Working with monorepos
Large monorepos are a reality for many organizations. Since monorepos can have anywhere from tens to even hundreds of packages scanning all packages in a monorepo can take significant periods of time. While the time requirements may vary based on your development team and pipeline times, in general, development teams need quick testing times to improve their productivity while security teams need full visibility across a monorepo. These two needs can conflict without performance engineering or an asynchronous scanning strategy. This documentation outlines some performance engineering and scanning strategies for large monorepos.
TipIf you use a monorepo with Bazel as your primary build system see Bazel documentation
Asynchronous scanning strategies
When scanning a large monorepo, a common approach taken by security teams is to run an asynchronous cron job outside of a CI/CD-based environment. This is often the point of least friction but is prohibitive. With this approach, inline blocking of critical issues is not generally possible. We would be remiss not to mention this as a scanning strategy for monorepos but this approach is NOT recommended beyond a step to get initial visibility into a large monorepo.
Performance Enhancements for inline scanning strategies
The following performance enhancements may be used with Endor Labs to enable the scanning of large monorepos:
Scoping scans based on changed files
For many CI/CD systems path filters are readily available. For example, with GitHub actions, dorny path filters is a readily accessible way to establish a set of filters by a path. This is generally the most effective path to handle monorepo deployments but does require the highest level of investment in terms of human time. The human time investment is made up for by the time saved by reducing the need to scan everything on each change.
Based on the paths that change you can scope scans based on the files that have actually changed.
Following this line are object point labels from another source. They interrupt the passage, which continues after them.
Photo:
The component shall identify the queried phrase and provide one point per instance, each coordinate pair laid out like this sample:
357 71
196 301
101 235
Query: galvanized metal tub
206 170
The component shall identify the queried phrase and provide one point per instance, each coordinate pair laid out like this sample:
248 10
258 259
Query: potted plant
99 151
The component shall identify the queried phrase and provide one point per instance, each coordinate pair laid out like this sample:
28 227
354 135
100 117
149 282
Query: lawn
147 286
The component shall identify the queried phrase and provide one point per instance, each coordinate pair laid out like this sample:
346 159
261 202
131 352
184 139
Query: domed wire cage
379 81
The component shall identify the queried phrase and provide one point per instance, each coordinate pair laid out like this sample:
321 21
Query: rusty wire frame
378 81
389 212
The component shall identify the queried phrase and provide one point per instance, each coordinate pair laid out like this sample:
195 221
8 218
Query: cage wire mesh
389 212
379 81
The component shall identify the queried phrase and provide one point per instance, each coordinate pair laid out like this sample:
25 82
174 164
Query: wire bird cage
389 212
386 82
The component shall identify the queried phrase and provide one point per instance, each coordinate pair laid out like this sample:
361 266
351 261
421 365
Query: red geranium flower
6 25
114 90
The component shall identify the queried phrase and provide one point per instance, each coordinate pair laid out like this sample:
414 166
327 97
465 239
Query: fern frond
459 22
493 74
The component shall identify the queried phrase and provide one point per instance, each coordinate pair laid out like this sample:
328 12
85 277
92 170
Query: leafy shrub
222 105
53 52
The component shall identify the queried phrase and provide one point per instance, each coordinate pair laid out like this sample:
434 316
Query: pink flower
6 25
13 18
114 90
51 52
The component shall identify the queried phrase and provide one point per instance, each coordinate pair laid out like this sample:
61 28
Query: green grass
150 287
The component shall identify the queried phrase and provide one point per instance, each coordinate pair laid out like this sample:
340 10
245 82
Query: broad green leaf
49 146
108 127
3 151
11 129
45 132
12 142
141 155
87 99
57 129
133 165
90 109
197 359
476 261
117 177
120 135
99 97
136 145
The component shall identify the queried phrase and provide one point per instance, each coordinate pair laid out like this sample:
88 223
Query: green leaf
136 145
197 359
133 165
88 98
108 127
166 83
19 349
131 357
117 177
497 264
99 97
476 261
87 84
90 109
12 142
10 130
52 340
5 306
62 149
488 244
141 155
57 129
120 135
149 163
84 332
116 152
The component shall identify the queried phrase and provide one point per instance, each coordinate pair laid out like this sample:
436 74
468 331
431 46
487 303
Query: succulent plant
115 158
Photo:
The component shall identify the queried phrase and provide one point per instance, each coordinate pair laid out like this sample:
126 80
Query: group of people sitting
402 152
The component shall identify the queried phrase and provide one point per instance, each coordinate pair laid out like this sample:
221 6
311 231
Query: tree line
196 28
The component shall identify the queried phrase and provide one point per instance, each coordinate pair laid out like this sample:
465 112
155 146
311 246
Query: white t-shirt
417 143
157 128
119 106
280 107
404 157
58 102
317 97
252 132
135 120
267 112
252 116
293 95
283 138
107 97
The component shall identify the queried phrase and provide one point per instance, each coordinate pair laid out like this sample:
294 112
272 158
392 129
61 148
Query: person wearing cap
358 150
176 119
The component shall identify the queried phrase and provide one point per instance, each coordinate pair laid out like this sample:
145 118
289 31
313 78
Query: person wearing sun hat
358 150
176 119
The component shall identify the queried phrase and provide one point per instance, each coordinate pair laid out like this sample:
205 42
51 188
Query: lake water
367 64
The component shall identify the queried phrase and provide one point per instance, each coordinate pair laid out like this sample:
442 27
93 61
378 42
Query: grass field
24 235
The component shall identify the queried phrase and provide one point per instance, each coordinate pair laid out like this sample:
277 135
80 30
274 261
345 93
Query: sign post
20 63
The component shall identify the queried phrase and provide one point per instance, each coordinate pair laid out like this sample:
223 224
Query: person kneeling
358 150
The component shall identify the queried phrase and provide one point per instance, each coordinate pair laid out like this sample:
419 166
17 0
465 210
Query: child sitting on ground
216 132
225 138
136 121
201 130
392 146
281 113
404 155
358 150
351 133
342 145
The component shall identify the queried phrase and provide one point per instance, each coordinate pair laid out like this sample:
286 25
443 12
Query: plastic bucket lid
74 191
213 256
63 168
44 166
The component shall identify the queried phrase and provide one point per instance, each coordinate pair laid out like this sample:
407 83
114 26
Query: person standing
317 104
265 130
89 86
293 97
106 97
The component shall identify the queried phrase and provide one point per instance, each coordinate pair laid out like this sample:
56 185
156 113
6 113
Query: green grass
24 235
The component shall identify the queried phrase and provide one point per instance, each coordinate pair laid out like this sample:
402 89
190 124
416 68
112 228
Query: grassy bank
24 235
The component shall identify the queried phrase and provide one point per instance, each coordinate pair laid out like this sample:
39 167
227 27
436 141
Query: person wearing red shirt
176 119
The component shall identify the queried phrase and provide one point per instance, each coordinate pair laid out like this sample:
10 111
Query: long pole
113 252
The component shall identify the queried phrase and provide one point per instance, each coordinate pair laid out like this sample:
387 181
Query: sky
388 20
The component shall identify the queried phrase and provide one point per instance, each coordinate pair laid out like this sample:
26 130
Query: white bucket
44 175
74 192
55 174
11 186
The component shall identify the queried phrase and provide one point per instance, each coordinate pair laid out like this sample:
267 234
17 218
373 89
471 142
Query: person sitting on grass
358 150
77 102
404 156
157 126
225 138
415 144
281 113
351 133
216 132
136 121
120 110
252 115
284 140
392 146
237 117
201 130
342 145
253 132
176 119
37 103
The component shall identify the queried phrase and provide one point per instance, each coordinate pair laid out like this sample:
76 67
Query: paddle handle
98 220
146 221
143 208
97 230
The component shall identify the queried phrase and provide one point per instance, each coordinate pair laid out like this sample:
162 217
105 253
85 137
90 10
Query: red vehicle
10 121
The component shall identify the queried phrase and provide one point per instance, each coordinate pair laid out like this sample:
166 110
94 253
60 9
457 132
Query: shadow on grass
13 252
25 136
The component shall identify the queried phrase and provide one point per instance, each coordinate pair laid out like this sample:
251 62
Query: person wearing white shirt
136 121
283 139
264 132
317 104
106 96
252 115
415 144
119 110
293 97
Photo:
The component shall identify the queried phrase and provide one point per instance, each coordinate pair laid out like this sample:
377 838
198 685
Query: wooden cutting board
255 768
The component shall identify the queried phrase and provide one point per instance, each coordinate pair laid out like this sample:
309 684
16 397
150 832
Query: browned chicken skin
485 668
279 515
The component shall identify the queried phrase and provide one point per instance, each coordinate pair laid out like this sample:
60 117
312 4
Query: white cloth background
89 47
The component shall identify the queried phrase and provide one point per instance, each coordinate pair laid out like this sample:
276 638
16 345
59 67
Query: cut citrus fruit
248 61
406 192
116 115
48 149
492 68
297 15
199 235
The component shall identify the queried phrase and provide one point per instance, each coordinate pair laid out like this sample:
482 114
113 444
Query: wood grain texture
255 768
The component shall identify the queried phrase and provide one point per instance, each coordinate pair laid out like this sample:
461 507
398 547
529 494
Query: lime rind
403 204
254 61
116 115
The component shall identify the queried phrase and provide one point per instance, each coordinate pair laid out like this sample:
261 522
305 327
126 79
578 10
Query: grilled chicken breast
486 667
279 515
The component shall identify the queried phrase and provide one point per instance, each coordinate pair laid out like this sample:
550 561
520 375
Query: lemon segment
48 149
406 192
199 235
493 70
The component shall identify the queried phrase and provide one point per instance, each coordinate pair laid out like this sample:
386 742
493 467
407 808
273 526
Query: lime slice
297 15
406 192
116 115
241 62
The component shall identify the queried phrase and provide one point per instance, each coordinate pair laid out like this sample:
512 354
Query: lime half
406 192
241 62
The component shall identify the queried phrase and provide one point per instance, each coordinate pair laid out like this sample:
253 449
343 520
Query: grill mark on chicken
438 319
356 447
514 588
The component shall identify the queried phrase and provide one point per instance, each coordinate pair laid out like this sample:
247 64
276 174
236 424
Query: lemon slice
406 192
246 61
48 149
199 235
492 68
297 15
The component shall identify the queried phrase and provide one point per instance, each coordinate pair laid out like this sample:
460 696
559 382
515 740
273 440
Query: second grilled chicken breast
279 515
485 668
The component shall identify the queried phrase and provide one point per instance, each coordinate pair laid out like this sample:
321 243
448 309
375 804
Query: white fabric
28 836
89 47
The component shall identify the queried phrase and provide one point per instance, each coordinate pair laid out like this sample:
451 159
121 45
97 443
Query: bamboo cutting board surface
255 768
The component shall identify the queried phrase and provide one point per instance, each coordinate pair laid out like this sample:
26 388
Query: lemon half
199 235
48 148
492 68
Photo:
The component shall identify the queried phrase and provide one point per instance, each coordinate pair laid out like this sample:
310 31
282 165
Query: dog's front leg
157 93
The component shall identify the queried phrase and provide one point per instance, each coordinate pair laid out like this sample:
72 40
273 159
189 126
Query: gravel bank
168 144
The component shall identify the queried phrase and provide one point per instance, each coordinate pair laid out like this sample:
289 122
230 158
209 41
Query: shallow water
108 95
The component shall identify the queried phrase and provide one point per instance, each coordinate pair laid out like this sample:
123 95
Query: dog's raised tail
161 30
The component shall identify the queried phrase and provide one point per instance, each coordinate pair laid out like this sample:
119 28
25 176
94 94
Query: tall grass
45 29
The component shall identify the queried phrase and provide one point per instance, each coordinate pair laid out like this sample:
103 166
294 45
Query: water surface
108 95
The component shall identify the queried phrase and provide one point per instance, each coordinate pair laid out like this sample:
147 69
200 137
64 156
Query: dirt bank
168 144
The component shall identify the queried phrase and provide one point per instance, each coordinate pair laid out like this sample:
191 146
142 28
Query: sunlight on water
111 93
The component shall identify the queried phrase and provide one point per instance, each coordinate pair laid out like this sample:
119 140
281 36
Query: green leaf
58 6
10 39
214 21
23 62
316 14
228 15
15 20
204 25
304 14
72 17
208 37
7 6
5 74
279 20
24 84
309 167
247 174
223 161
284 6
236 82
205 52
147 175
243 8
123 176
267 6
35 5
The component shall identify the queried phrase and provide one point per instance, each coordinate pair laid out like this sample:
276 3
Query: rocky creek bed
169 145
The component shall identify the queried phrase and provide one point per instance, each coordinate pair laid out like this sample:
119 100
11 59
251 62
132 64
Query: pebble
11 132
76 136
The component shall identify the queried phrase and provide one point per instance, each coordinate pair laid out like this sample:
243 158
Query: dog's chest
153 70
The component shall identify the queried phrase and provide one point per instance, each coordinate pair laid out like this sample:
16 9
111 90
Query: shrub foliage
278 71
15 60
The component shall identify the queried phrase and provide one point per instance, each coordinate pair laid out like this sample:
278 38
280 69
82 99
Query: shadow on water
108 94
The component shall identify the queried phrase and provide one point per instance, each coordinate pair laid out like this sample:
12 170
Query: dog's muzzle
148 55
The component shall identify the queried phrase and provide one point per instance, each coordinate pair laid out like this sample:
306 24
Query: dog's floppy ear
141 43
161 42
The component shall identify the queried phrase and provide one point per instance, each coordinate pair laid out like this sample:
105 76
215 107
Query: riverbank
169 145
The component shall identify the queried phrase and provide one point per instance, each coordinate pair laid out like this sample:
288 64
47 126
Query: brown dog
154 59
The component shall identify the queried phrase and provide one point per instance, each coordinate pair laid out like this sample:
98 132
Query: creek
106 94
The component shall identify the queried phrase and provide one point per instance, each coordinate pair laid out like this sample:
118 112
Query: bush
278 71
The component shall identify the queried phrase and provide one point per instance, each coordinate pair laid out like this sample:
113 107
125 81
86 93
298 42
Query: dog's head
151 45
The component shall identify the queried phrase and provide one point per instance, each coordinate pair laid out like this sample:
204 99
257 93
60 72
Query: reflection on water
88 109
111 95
For example, you can scan only the packages in a monorepo that are housed under the
ui/ directory when this path has changed by running a scan such as
endorctl scan --include=ui/ when this path has been modified.
Using a path filtering approach each team working in a monorepo would need to be responsible for the packages that they maintain, but generally, each team may be associated with one to several pre-defined directory paths.
Parallelizing scans for many packages
When scanning a large monorepo organizations can choose to regularly scan the whole monorepo based on the packages or directories they’d like to scan. Different jobs may be created that scan each directory simultaneously.
Parallelizing with scoped scans
Using scoped scans for monorepos with multiple parallel include patterns is a common performance optimization for monorepos.
Below is an example parallel GitHub action scan that can be used as a reference. In this example, the directory ui/ and backend/ are both scanned simultaneously and the results are aggregated by Endor Labs.
This approach can improve the overall scan performance across a monorepo where each directory can be scanned independently.
name: Parallel Actions
- name: UI Endor Labs Scan
run: endorctl scan --include=ui/
- name: Backend Endor Labs Scan
run: endorctl scan --include=backend/
To include or exclude a package based on its directory.
endorctl scan --include="directory/path/"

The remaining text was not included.